Dear Thespis (once again, you seem the best to direct this to),
I really want to work as an actress. I really would appreciate any help you could send my way in getting that dream going soon as possible. This is what I'm meant to do, I know that in every part of me.
I want to work sixteen to eighteen hour days. I want to get up at the asscrack of dawn. I want to exhaust myself entirely and then come back and do it all again the next day. I want to be so emotionally drained that I come home and sob until I've got a headache. I want to sit in a room of friends and bury my face in a pillow every time I'm on-screen. I want to take a curtain call and get so much applause I just want to cry with happiness. I want table-reads that turn into dinners with new friends. I want to work with those people whose work I admire so much right now. I want that moment of panic when I think I'm going to forget my next line, only to already be saying it.
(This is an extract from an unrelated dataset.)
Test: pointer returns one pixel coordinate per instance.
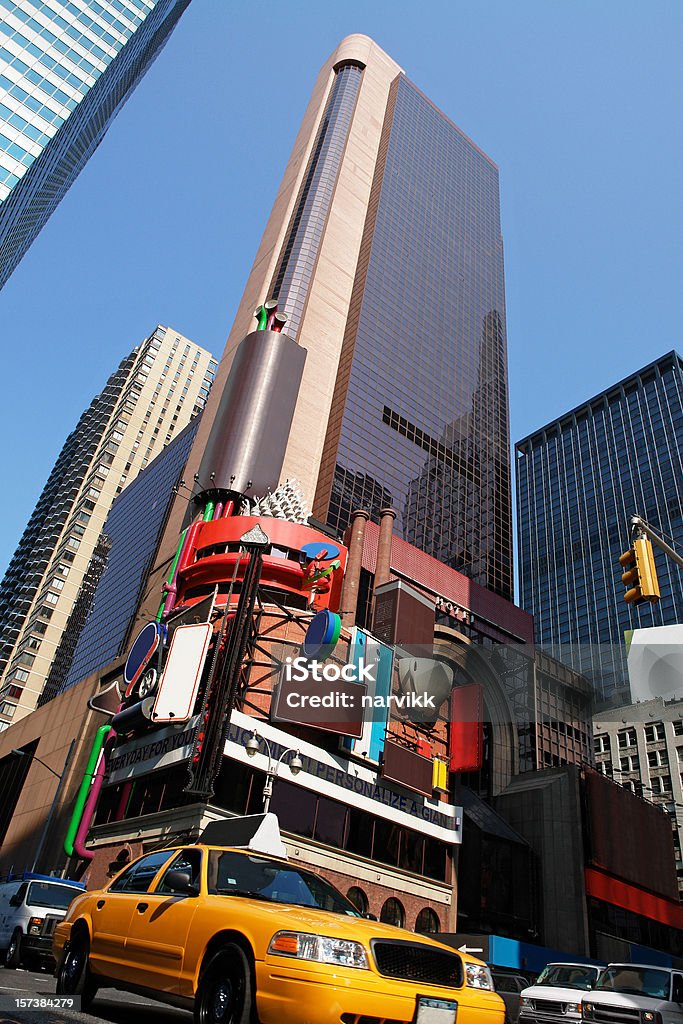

I want to be pushed to my limit and realise that I have more I can give. I want to be invited to be a guest at Comic-Con and various other cons I'd love to go to anyway. I want to travel to a hundred places I never knew I could fall in love with. I want to work in Vancouver, Canada when the temperature is in the single digits and I have to run around just to stay warm. I want to be in the desert, pretending it's the middle of winter and sweating into my clothes. I want to be on a gag reel, messing up and laughing along with everyone else.
I want all this and a thousand other little things I can only get with my chosen career. And that's what acting is to me: a career to follow for the rest of my life. I can think of nothing else in the world I want more. Please send a little help my way, oh Mighty Thespis.